Agnès aime très vite son nouvel emploi. Non seulement elle est mieux rémunérée mais il lui apporte davantage de satisfaction que sa précédente place d’ouvrière.
Mais à la fin de la guerre, une fois les hommes revenus, Agnès est congédiée, comme toutes les autres. Elle est furieuse, d’une part parce qu’elle espérait que la société avait amorcé un tournant, de l’autre parce que son mari, lui, est bien content. Célestin n’avait jamais accepté qu’elle gagne plus que lui ni qu’elle occupe un « emploi d’homme ». Il se refuse également à prendre en compte l’épanouissement de sa femme. Pour lui, elle peut déjà s’estimer bien heureuse de travailler à l’usine alors qu’elle ferait mieux de soigner son foyer !

Lorsqu’elle rejoint un groupe de suffragettes, c’en est trop ! Réclamer le droit de vote ! Manifester ! N’a-t-elle pas honte de consacrer son temps à ces foutaises alors que le pays sort à peine de la guerre ?

 » – Et moi, tu crois que je ne l’ai pas subie et que je n’en paie pas les conséquences, comme toutes les femmes de ce pays ? Nous exigeons d’avoir les mêmes droits que les hommes, c’est la moindre des reconnaissances, au vu de ce que nous avons accompli à l’arrière pendant quatre ans !

– Vous n’êtes qu’une poignée à vous agiter , comment peux-tu parler au nom de toutes les femmes ? soupire Célestin. Pourquoi tu ne peux pas te comporter comme les autres ? Comme une femme normale !

– C’est quoi, au juste, une femme normale ? Une boniche sans cervelle, une esclave que tu sonnes quand tu as besoin d’elle ?

Mon avis

« Celle qui voulait conduire le tram » de Catherine Cuenca est un court roman de 150 pages qui ne manque pas d’intensité. J’ai aimé découvrir comment son héroïne de fiction devient féministe, elle qui n’était pas issue d’un milieu forcément propice.
Après avoir touché son rêve du doigt, sa colère est bien légitime. Conductrice quatre ans et du jour au lendemain, la voilà priée de retourner au service de son mari. Un mari qui boit pour oublier les horreurs et blessures de la guerre et que la guerre a rendu méchant, violent et visiblement plus macho qu’il ne l’était. Mais qu’importe l’avis de son mari, Agnès est bien décidée à se battre pour plus de droits.

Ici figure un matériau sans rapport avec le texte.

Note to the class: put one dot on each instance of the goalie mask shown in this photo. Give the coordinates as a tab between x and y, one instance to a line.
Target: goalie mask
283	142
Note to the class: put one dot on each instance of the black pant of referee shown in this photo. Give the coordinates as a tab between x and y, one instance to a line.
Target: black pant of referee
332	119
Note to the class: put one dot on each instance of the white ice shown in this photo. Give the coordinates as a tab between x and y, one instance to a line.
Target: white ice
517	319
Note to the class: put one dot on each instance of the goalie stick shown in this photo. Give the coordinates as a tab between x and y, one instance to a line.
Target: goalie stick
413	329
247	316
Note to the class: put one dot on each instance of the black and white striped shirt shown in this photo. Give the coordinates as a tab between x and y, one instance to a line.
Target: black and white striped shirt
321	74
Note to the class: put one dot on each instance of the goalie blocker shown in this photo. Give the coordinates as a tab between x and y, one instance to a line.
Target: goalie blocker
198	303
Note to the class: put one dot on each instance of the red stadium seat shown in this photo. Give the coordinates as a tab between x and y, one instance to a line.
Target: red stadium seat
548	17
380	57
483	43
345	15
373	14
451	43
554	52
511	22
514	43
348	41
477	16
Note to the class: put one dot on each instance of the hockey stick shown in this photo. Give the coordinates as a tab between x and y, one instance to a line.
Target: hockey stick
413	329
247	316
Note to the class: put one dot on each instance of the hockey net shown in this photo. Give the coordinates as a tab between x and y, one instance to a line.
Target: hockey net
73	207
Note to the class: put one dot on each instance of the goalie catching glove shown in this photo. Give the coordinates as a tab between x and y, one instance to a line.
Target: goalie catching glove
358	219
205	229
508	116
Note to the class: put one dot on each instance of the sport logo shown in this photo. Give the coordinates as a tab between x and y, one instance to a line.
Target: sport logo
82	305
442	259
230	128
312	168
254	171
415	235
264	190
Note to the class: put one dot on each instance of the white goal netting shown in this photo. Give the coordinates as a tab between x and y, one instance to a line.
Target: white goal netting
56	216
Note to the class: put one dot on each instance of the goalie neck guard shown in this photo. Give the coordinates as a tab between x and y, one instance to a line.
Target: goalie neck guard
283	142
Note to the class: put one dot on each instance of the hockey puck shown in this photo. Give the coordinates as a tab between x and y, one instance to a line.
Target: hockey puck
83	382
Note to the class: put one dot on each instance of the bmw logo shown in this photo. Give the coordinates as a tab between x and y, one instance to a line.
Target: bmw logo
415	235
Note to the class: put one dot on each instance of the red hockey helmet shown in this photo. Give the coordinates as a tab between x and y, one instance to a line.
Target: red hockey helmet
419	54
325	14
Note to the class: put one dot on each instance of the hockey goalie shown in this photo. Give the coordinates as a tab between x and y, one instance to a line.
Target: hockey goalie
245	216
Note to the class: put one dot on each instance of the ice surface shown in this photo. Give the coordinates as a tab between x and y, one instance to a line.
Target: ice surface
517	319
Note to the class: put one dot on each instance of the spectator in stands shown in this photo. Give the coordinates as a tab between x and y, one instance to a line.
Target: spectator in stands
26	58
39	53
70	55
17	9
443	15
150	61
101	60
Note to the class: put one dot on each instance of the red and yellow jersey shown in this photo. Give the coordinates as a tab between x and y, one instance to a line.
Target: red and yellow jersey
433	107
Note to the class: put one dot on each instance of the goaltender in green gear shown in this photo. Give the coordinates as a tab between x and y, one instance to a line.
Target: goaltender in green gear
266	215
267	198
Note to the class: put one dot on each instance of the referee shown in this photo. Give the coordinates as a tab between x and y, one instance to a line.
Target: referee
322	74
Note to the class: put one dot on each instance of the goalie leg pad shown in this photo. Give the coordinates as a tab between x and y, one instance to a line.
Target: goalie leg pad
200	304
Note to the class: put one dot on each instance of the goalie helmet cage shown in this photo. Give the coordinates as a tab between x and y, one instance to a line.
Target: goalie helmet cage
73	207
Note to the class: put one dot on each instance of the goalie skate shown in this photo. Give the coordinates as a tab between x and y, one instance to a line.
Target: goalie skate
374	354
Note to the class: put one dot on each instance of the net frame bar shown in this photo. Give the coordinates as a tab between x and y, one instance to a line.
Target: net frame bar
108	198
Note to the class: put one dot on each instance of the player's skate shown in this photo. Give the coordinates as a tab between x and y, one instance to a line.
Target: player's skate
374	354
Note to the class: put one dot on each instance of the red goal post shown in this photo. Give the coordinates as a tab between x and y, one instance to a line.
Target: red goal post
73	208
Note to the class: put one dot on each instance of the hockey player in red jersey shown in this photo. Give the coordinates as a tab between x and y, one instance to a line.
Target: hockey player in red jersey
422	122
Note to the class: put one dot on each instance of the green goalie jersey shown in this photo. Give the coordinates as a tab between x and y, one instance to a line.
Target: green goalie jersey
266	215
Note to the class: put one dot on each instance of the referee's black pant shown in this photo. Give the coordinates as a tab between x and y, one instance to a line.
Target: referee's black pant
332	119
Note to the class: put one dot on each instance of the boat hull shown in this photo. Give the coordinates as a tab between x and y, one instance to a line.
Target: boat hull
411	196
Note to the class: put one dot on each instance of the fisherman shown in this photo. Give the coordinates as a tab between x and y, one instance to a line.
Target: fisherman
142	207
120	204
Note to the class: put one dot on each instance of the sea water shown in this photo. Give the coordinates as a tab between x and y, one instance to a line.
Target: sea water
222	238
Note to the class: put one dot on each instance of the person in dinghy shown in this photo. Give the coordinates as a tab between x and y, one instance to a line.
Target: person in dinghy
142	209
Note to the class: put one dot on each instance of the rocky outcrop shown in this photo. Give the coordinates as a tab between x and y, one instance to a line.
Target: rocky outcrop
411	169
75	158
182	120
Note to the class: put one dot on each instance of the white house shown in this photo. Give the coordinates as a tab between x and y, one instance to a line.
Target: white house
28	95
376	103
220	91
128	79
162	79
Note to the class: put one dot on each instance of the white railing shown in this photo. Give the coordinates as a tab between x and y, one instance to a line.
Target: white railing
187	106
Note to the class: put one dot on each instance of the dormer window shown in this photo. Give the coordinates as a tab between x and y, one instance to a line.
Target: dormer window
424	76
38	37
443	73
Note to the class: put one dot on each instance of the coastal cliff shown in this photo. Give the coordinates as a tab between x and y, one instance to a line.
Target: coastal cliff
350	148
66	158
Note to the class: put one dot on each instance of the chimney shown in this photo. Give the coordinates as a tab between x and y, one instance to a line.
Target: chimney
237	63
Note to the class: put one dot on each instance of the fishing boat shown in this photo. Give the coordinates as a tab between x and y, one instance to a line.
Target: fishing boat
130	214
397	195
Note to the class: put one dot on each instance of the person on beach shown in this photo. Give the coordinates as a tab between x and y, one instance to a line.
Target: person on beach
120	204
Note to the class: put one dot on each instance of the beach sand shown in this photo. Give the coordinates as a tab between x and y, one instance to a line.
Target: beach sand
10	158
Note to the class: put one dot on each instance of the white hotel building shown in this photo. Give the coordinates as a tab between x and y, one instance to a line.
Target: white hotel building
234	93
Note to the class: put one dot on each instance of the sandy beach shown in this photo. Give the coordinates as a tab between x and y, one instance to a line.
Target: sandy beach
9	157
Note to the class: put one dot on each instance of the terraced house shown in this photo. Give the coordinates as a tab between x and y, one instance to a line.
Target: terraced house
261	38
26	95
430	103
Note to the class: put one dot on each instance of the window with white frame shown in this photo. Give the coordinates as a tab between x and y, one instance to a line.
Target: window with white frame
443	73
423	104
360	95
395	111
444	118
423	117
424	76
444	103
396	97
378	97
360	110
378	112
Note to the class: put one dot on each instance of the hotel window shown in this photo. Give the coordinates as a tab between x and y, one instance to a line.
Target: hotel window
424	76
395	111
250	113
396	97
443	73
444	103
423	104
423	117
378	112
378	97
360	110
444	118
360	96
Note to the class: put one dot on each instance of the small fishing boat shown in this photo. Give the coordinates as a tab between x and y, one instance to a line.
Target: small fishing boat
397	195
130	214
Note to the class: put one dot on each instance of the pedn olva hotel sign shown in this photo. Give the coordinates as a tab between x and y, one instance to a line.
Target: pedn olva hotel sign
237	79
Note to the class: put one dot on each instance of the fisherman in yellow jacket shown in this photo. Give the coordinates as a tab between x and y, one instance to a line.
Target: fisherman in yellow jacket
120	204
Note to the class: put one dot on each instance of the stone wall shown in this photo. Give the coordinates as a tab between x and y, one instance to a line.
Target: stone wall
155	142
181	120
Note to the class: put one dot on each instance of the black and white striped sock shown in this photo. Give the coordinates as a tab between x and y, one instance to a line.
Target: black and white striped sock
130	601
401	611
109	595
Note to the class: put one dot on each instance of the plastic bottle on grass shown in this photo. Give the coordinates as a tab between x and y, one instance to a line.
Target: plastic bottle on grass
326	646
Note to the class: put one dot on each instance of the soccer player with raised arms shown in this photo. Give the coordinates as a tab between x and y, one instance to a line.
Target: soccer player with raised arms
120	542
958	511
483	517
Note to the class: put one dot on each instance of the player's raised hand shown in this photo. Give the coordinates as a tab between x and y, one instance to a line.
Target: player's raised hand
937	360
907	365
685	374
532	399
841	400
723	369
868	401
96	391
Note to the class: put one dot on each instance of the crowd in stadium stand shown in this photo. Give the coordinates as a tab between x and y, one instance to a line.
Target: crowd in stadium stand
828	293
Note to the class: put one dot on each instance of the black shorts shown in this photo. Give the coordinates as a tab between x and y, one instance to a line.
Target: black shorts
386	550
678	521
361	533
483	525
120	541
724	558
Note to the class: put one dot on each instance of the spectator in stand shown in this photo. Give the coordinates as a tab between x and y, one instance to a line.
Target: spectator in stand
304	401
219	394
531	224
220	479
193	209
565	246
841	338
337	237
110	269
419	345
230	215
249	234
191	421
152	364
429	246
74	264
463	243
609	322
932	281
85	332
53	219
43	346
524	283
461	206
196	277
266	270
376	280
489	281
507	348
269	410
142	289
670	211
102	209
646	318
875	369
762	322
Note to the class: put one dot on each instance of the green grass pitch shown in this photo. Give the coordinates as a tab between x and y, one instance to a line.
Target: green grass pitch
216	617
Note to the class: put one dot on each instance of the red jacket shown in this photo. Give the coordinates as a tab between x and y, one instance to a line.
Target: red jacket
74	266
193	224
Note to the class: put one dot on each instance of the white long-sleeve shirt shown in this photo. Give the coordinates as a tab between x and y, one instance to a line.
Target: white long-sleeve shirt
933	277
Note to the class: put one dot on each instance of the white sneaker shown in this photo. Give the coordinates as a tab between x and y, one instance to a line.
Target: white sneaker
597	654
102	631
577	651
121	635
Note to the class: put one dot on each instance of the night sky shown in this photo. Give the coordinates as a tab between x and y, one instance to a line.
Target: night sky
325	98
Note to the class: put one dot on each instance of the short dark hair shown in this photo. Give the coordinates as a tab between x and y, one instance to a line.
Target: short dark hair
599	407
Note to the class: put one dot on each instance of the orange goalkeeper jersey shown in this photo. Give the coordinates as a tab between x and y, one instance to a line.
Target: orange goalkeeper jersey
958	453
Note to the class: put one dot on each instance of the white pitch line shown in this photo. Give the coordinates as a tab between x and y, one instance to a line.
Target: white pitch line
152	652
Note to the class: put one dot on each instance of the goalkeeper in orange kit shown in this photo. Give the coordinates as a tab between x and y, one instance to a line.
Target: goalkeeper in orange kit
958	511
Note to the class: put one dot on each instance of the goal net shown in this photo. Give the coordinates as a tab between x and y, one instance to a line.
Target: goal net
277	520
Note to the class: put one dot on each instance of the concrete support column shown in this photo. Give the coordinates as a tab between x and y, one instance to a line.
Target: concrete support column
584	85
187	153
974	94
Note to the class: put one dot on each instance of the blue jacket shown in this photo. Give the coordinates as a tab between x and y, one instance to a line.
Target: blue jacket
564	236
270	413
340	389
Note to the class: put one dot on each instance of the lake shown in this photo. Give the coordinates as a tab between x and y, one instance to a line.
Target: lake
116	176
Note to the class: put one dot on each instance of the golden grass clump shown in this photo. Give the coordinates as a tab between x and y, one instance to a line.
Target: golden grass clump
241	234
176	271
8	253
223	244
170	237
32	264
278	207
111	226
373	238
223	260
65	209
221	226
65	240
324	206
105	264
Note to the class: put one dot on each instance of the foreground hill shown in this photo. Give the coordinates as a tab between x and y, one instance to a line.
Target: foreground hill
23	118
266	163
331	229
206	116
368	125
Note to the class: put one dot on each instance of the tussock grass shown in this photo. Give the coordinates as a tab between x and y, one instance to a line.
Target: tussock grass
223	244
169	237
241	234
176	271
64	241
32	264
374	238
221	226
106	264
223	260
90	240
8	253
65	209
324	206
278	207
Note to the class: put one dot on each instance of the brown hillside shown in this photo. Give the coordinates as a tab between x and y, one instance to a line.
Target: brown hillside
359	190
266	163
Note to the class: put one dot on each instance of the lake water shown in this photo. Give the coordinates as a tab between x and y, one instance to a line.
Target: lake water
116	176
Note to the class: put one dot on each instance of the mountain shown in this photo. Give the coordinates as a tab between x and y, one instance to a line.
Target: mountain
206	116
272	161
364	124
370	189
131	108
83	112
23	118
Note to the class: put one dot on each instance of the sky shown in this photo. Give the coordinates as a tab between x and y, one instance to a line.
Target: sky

Ce roman est paru dans la collection « Les héroïques » des éditions Talents Hauts.
Les Héroïques, ce sont les femmes, au premier chef, mais aussi les enfants, les personnes handicapées, les immigrés, les colonisés… Ceux qui n’ont pas voix au chapitre dans les manuels d’histoire, dont on ne parle pas dans les médias, mais sans qui le monde ne serait pas ce qu’il est. Ce pourraient être nos grands-parents, nos parents. Ce pourrait être chacun d’entre nous.